According to the Ministry of Land, Infrastructure and Transport’s actual transaction price disclosure system, a 273㎡ unit at Nine One Hannam in Hannam-dong, Yongsan District, Seoul, was sold for 25 billion won, setting a new record for the highest home sale of the year. The complex is also well known as the residence of celebrities such as G-Dragon, BTS members RM and Jimin, and actor Ju Ji-hoon. (Yonhap)
SEOUL, Dec. 3 (Korea Bizwire) — Seoul’s luxury housing market posted one of the world’s sharpest price increases over the past year, rising more than 25 percent and ranking second among major global cities, according to new data released Tuesday.

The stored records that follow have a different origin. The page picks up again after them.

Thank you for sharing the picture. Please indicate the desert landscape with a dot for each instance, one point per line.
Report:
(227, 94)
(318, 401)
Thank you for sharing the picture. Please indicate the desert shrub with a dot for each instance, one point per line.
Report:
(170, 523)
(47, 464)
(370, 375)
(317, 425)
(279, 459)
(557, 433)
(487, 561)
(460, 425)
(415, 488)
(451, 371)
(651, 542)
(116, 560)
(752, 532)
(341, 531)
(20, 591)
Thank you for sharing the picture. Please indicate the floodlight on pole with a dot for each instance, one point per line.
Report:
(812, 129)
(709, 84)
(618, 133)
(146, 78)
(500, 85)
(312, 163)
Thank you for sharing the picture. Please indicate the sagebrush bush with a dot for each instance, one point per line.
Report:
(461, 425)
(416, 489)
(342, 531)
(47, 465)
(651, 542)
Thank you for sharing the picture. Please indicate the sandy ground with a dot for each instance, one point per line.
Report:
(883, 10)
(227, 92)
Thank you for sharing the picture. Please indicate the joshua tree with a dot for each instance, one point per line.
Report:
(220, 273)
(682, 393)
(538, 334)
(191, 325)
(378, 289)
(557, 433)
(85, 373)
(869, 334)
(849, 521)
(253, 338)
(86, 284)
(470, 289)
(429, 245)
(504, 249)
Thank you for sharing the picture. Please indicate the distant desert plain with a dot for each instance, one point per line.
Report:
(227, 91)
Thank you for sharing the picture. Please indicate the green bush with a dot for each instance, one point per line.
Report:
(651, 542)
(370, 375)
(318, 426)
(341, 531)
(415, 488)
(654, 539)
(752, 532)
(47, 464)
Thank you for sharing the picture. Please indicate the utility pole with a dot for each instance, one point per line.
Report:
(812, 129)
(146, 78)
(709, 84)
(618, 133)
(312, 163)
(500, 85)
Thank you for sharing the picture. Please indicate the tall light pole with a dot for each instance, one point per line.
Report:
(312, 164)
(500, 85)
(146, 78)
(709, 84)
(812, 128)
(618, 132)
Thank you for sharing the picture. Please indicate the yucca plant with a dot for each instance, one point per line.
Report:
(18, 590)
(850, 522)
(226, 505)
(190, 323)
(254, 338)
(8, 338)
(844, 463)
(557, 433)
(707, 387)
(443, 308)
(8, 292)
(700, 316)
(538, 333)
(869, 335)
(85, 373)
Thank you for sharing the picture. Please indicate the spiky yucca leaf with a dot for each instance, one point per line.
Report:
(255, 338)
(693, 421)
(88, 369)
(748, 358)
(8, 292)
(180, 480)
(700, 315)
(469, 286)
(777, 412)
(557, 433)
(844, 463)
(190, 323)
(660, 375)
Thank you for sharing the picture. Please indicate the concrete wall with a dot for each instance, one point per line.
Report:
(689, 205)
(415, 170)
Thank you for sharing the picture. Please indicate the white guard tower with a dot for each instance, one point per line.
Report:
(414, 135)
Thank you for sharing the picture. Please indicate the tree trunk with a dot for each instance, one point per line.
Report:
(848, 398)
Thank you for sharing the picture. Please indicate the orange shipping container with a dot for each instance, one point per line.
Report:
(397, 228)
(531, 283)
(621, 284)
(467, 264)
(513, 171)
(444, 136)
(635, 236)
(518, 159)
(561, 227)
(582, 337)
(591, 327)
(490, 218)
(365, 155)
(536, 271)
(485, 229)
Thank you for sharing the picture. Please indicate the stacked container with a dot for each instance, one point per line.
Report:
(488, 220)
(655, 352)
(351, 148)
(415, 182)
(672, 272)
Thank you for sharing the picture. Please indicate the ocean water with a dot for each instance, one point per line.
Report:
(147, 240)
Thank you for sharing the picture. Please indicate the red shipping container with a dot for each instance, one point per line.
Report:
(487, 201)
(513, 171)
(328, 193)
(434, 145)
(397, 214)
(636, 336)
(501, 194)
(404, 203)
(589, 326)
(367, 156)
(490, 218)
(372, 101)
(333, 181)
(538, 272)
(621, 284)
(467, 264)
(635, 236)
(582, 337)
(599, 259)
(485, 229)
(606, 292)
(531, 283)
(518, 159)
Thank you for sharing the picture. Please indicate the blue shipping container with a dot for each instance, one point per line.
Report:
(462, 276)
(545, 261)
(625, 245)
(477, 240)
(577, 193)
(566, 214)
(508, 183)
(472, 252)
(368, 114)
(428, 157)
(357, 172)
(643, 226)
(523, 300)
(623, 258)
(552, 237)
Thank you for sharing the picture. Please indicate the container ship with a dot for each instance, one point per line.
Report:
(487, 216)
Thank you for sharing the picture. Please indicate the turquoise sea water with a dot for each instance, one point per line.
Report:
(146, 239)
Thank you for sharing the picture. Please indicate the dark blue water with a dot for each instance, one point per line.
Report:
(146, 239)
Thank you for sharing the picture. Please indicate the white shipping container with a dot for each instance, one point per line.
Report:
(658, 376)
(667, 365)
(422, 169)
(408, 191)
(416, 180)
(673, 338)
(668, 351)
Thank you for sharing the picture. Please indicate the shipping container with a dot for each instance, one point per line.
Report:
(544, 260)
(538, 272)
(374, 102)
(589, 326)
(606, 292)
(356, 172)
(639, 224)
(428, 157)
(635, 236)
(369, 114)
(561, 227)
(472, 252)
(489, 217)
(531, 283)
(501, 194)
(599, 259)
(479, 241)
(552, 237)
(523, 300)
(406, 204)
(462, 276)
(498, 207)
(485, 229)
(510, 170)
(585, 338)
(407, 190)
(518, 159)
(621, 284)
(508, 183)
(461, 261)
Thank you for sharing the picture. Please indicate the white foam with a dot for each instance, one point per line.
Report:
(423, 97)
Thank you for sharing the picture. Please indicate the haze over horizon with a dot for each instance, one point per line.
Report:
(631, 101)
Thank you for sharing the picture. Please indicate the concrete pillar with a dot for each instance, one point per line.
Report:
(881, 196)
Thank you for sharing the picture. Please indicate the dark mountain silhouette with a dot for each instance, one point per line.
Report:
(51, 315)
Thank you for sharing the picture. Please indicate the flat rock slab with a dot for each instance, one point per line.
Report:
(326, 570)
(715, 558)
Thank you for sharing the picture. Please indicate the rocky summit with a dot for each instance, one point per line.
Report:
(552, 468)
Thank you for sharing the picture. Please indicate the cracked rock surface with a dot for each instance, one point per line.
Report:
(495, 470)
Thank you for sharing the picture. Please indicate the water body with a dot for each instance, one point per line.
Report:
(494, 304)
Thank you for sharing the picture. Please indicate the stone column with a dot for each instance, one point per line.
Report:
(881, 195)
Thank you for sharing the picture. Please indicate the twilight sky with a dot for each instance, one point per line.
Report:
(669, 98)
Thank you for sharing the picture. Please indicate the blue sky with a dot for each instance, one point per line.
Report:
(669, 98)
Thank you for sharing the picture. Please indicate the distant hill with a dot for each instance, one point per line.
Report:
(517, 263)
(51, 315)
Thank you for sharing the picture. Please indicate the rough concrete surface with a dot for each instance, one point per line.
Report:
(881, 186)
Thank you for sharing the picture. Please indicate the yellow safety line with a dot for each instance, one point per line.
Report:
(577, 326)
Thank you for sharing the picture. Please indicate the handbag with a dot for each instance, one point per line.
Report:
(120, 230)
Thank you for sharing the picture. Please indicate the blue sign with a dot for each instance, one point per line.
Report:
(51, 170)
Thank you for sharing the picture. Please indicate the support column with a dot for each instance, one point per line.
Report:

In its latest Prime Global Cities Index, British property consultancy Knight Frank reported that prices for the top 5 percent of homes in Seoul climbed 25.2 percent from a year earlier as of the third quarter of 2025. The capital jumped 12 spots from the previous year, though it slipped slightly from its recent three-quarter run at No. 1.
Tokyo topped the list with an extraordinary 55.9 percent annual increase, including a 30.2 percent jump in the July–September quarter alone—far outpacing the maximum quarterly rises of about 2.5 percent seen in most other surveyed markets.
Knight Frank attributed Tokyo’s surge to a weak yen, expanded foreign investment and a favorable political climate, along with buyers being priced out of new construction and turning aggressively to existing homes.
Following Tokyo and Seoul, India’s Bengaluru and the United Arab Emirates’ Dubai each recorded 9.2 percent price growth, followed by Mumbai, Singapore, Madrid, Zurich, Manila and Nairobi. Six of the top 10 cities were in Asia, underscoring the region’s outsized momentum as European markets continued to lag.
China was a notable outlier. Luxury home prices fell year-on-year in Shanghai, Beijing, Shenzhen and Hong Kong as Beijing prioritizes high-tech industries and consumer spending over property-sector stimulus. Knight Frank said the policy shift is likely to suppress high-end demand for at least the next nine to twelve months.
Across all 46 global cities in the index, average luxury prices rose 2.5 percent in the past year, down from 3 percent in the previous quarter. Knight Frank said the two-year global cooling trend may ease as interest rates decline, forecasting stronger price growth in 2026, though likely not before mid-first quarter.